The three known mechanisms of cellular transformation and oncogenesis include mutations in proto-oncogenes, inactivation of both copies of a tumor suppressor gene, and defects in DNA mismatch repair genes. Examples of each are included to substantiate the importance of understanding these mechanisms. RET is a proto-oncogene that is fundamental to the pathogenesis, and in the current era, molecular diagnosis of MEN 2 syndromes. TP53 is a tumor suppressor gene that is mutated in individuals with Li-Fraumeni syndrome. CDKN2 is a tumor suppressor gene that is mutated in pancreatic cancers and is associated with a poorer prognosis and the development of melanoma. MSH2 is a mismatch repair gene that is important in the pathogenesis of HNPCC and Muir-Torre syndrome. Altered gene function such as loss of DCC in colon cancers may affect cell adhesion properties and promote metastases. As we begin to better define and understand the mechanisms of neoplasia, we will be able to improve current diagnosis and treatment.
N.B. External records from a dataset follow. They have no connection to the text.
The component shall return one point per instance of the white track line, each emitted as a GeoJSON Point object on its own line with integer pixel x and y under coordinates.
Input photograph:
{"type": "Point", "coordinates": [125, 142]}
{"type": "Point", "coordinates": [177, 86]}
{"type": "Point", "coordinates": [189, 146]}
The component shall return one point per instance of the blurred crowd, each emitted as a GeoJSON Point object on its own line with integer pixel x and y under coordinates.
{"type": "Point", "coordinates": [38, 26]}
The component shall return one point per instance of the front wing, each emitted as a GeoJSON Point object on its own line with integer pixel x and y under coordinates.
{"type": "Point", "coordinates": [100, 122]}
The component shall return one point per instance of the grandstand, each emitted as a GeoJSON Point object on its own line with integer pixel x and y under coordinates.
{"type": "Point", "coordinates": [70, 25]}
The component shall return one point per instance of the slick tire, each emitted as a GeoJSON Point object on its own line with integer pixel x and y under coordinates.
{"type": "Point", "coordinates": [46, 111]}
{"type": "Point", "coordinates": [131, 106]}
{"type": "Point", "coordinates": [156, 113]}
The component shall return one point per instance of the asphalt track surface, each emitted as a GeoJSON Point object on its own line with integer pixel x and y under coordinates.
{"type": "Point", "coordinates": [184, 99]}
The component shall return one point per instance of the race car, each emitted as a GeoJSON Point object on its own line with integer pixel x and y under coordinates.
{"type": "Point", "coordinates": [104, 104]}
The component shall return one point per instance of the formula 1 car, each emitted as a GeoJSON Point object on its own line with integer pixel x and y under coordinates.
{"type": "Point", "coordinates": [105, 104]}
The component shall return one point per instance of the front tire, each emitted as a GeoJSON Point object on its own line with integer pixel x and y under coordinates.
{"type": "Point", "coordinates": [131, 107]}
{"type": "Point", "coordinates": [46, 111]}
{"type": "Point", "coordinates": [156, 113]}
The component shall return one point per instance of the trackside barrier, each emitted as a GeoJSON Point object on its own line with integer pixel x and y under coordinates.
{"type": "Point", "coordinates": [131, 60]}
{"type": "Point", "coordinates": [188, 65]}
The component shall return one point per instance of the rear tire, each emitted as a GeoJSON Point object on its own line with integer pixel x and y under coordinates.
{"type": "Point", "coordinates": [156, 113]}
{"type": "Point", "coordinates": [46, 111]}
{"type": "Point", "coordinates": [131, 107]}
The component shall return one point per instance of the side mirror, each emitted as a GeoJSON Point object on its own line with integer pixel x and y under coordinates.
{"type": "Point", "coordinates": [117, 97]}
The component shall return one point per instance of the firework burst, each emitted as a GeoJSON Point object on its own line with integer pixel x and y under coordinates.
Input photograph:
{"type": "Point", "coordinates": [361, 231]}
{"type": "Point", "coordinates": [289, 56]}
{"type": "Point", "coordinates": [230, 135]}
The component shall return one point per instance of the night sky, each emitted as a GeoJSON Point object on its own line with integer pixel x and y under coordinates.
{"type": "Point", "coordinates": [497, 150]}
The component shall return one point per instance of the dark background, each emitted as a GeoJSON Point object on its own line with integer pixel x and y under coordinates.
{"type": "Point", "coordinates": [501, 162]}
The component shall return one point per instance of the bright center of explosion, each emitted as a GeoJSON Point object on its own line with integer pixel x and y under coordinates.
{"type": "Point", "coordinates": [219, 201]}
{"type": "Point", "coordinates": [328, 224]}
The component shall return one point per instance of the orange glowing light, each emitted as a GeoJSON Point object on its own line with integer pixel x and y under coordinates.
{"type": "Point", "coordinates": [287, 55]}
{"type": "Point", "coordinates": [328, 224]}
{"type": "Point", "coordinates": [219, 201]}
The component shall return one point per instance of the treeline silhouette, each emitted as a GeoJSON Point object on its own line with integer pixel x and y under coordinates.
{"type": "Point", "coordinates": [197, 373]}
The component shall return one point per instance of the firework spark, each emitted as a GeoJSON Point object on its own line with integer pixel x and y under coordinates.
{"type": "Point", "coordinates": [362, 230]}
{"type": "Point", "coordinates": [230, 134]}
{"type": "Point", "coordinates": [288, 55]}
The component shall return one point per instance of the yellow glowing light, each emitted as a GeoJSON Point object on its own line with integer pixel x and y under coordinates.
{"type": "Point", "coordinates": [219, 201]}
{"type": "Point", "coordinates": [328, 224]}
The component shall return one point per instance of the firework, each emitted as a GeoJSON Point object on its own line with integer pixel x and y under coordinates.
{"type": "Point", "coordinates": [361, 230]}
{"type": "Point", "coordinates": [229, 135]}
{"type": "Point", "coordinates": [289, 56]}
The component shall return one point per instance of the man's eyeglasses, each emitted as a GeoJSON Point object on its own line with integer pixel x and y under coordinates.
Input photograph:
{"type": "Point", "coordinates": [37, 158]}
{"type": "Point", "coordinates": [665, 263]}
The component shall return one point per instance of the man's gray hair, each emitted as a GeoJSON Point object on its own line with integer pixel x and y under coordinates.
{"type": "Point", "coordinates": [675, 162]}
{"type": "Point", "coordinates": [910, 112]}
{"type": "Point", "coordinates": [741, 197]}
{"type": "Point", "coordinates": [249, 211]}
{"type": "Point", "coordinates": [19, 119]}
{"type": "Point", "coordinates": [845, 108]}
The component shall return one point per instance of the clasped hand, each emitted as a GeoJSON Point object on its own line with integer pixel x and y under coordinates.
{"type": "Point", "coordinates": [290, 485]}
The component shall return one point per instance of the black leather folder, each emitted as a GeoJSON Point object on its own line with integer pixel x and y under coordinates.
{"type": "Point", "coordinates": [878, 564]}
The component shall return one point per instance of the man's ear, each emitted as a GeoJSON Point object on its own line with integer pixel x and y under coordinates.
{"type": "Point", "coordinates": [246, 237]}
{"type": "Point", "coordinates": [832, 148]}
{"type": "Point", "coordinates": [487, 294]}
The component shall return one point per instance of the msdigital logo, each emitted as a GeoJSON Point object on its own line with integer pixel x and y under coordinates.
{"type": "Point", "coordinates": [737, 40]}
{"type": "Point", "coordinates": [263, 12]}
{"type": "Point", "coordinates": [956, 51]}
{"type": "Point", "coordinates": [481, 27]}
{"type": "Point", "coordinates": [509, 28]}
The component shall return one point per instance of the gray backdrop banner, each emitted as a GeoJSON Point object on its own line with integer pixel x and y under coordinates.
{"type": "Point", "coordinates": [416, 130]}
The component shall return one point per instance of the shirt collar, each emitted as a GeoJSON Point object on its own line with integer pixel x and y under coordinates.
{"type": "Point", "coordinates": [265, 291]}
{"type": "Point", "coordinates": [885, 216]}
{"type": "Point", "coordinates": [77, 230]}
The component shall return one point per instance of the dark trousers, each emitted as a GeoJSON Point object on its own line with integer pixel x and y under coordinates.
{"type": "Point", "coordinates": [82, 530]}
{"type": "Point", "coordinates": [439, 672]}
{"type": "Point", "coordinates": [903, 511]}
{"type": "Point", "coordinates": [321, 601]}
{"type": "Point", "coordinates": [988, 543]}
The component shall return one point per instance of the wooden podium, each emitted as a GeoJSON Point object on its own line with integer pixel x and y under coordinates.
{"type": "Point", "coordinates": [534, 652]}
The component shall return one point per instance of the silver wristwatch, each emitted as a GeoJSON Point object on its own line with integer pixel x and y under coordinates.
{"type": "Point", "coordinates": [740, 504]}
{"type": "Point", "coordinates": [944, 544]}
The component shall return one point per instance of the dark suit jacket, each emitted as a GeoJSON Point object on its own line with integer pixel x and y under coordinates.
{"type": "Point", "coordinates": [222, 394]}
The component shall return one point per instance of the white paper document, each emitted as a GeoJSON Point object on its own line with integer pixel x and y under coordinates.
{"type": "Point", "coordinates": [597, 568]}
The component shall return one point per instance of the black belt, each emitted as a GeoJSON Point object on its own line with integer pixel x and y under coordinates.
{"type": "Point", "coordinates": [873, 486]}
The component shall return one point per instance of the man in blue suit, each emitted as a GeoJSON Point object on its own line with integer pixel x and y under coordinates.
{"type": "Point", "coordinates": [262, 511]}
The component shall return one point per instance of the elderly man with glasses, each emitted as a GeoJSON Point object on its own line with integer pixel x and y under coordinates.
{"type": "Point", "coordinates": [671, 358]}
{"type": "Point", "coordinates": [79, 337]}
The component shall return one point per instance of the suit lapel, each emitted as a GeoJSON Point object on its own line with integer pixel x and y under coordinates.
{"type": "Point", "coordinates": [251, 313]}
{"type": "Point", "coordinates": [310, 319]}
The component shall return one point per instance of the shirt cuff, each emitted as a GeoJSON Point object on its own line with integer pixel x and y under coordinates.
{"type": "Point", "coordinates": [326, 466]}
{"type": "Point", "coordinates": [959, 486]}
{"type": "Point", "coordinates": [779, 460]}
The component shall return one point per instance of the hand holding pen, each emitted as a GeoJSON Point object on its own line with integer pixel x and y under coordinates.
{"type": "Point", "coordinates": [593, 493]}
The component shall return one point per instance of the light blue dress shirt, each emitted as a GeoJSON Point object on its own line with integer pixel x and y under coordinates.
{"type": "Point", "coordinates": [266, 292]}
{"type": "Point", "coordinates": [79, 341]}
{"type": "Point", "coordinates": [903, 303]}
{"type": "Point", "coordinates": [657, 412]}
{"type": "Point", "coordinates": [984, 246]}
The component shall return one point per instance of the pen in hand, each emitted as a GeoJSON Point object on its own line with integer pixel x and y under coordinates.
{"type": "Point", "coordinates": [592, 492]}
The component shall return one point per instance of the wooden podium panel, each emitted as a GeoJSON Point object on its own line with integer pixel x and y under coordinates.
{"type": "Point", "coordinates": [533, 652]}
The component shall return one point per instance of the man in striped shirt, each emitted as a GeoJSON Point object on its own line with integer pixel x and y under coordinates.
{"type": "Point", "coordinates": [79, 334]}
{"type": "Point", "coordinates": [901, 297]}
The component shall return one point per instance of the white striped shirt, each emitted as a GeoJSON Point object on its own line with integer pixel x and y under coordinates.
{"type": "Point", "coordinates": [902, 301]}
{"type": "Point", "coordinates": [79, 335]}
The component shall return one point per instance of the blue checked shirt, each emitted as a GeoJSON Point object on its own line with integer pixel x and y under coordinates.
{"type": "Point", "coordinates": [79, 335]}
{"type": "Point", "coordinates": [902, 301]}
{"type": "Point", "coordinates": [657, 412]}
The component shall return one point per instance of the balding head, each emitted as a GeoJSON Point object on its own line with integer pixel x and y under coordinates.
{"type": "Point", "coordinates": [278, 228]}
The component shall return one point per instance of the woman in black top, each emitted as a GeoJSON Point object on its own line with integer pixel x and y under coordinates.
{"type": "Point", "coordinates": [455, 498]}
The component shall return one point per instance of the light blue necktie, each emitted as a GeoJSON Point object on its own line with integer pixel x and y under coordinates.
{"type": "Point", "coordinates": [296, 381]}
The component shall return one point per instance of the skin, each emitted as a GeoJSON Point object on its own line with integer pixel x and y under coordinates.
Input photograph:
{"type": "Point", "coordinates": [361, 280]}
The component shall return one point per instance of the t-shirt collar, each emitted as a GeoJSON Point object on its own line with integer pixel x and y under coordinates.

细胞转化和肿瘤发生的三种已知机制包括原癌基因突变、肿瘤抑制基因的两个拷贝均失活以及DNA错配修复基因缺陷。每种机制都列举了实例以证实理解这些机制的重要性。RET是一种原癌基因,对发病机制以及当前时代MEN 2综合征的分子诊断至关重要。TP53是一种肿瘤抑制基因,在李-弗劳梅尼综合征患者中发生突变。CDKN2是一种肿瘤抑制基因,在胰腺癌中发生突变,与较差的预后和黑色素瘤的发生有关。MSH2是一种错配修复基因,在HNPCC和穆尔-托里综合征的发病机制中起重要作用。结肠癌中DCC等基因功能改变可能影响细胞黏附特性并促进转移。随着我们开始更好地界定和理解肿瘤形成机制,我们将能够改进当前的诊断和治疗方法。